Further (loose) remarks concerning the words: card game, players, fans, money, debt of honor. Pure mathematics is, in its way, the poetry of logical ideas. One seeks the most general ideas of operation which will bring together in simple, logical and unified form the largest possible circle of formal relationships. In this effort toward logical beauty, new formulas are discovered, necessary for the deeper penetration into the laws of nature.

The art of reasoning is nothing more than a well-ordered language. The Renaissance posed the question of the criterion of determining whether the sign actually means what it meant, and the decision was provided by similarity. With the advent of the classical age, the question arose: how and how is the sign related to what it means? Classicism resolved the problem by offering an analysis of the representation, and the present day an analysis of the sense of meaning.

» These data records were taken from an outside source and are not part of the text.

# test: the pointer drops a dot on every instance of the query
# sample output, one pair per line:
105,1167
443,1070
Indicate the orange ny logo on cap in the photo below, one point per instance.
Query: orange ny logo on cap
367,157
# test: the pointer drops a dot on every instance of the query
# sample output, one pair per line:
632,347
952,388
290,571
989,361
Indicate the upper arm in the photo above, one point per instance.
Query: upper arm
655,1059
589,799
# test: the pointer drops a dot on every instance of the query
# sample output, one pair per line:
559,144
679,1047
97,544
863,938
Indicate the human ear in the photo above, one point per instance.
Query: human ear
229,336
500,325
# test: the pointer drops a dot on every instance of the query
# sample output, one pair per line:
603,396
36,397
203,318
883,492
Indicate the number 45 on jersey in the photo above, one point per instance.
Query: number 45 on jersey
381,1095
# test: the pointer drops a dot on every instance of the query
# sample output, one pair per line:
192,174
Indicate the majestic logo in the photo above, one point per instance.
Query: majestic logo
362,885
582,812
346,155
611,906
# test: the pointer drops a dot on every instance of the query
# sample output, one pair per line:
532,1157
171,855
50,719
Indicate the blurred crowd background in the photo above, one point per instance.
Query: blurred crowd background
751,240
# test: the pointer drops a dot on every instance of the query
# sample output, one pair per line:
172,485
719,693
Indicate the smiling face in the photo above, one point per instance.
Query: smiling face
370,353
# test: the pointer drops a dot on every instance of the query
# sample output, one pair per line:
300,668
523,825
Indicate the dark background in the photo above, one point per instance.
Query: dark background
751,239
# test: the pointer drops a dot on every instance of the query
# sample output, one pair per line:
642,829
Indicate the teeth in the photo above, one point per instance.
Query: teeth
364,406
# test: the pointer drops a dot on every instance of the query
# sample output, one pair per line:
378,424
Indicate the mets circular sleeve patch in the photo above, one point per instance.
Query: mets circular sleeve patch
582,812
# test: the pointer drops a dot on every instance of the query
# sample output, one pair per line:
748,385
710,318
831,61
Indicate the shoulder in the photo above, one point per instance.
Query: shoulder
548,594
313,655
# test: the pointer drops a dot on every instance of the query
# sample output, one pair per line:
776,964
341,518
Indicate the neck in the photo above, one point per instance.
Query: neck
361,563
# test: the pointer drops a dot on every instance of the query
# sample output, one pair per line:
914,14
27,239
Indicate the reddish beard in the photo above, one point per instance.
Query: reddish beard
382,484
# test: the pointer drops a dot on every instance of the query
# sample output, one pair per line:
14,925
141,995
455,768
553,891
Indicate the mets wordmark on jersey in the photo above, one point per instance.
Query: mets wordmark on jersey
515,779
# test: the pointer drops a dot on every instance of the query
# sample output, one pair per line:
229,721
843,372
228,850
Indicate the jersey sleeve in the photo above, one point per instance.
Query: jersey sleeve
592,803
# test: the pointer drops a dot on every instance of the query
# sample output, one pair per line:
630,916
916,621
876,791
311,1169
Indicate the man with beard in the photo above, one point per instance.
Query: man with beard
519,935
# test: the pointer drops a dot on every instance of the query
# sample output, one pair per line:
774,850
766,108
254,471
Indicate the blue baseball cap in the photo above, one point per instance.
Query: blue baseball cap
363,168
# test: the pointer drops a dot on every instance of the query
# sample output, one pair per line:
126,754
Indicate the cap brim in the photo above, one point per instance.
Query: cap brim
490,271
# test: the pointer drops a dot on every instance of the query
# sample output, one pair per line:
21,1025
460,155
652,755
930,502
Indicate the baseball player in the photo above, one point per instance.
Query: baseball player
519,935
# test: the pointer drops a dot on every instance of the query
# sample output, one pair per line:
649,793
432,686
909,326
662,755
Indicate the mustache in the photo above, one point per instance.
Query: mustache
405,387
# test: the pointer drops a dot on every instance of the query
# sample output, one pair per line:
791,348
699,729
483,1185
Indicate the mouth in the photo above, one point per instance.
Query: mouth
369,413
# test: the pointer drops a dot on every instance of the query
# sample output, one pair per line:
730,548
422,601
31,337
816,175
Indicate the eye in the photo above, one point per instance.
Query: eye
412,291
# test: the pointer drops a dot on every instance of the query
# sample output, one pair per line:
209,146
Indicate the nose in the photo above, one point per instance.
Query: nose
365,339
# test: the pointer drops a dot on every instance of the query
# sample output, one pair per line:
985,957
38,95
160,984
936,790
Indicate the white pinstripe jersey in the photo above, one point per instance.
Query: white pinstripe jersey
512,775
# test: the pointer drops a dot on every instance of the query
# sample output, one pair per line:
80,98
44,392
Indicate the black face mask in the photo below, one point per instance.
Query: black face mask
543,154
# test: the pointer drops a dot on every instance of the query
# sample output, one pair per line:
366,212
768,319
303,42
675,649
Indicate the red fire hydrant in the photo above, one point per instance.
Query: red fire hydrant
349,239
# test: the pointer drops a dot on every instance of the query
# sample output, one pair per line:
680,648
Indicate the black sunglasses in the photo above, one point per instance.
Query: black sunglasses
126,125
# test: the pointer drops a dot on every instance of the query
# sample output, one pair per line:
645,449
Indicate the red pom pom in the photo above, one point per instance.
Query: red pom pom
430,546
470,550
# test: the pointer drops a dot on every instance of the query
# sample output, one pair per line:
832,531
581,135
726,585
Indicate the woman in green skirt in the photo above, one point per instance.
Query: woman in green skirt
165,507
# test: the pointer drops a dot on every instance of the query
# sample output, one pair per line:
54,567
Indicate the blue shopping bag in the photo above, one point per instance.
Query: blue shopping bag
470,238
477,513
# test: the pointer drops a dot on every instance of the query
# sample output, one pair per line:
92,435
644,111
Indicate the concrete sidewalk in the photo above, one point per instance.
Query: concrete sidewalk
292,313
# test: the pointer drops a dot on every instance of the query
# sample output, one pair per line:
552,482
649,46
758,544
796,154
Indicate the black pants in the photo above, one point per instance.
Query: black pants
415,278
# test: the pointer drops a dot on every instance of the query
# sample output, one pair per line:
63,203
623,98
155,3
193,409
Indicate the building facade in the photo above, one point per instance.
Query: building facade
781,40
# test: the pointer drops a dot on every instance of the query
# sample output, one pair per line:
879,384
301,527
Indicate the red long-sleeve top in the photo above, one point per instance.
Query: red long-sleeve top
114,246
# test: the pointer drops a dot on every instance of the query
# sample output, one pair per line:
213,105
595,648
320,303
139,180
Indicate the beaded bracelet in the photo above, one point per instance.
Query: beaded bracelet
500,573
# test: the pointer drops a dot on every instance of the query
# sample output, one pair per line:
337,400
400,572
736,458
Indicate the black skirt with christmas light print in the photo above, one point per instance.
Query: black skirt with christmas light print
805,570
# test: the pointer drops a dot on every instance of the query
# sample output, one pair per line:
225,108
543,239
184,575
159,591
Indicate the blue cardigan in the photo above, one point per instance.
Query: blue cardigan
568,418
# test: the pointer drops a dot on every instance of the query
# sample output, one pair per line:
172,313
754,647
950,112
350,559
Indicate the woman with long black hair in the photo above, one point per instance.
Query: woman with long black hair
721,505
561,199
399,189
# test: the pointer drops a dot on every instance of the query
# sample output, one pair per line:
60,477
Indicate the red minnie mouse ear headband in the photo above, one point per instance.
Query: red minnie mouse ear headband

According to Aristotle, creating a good metaphor is tantamount to seeing similarities in dissimilar things. Metaphors can be alive or dead; living metaphors are revealing. Nevertheless, the best determinant of living metaphors is their uniqueness - which makes them so unusual and desired by their recipients. The paraphrase of such metaphors cannot exhaust the meaning that is the vehicle of innovation.

Pure mathematics is, in its way, the poetry of logical ideas. One seeks the most general ideas of operation which will bring together in simple, logical and unified form the largest possible circle of formal relationships. In this effort toward logical beauty spiritual formulas are discovered necessary for the deeper penetration into the laws of Nature (A. Einstein).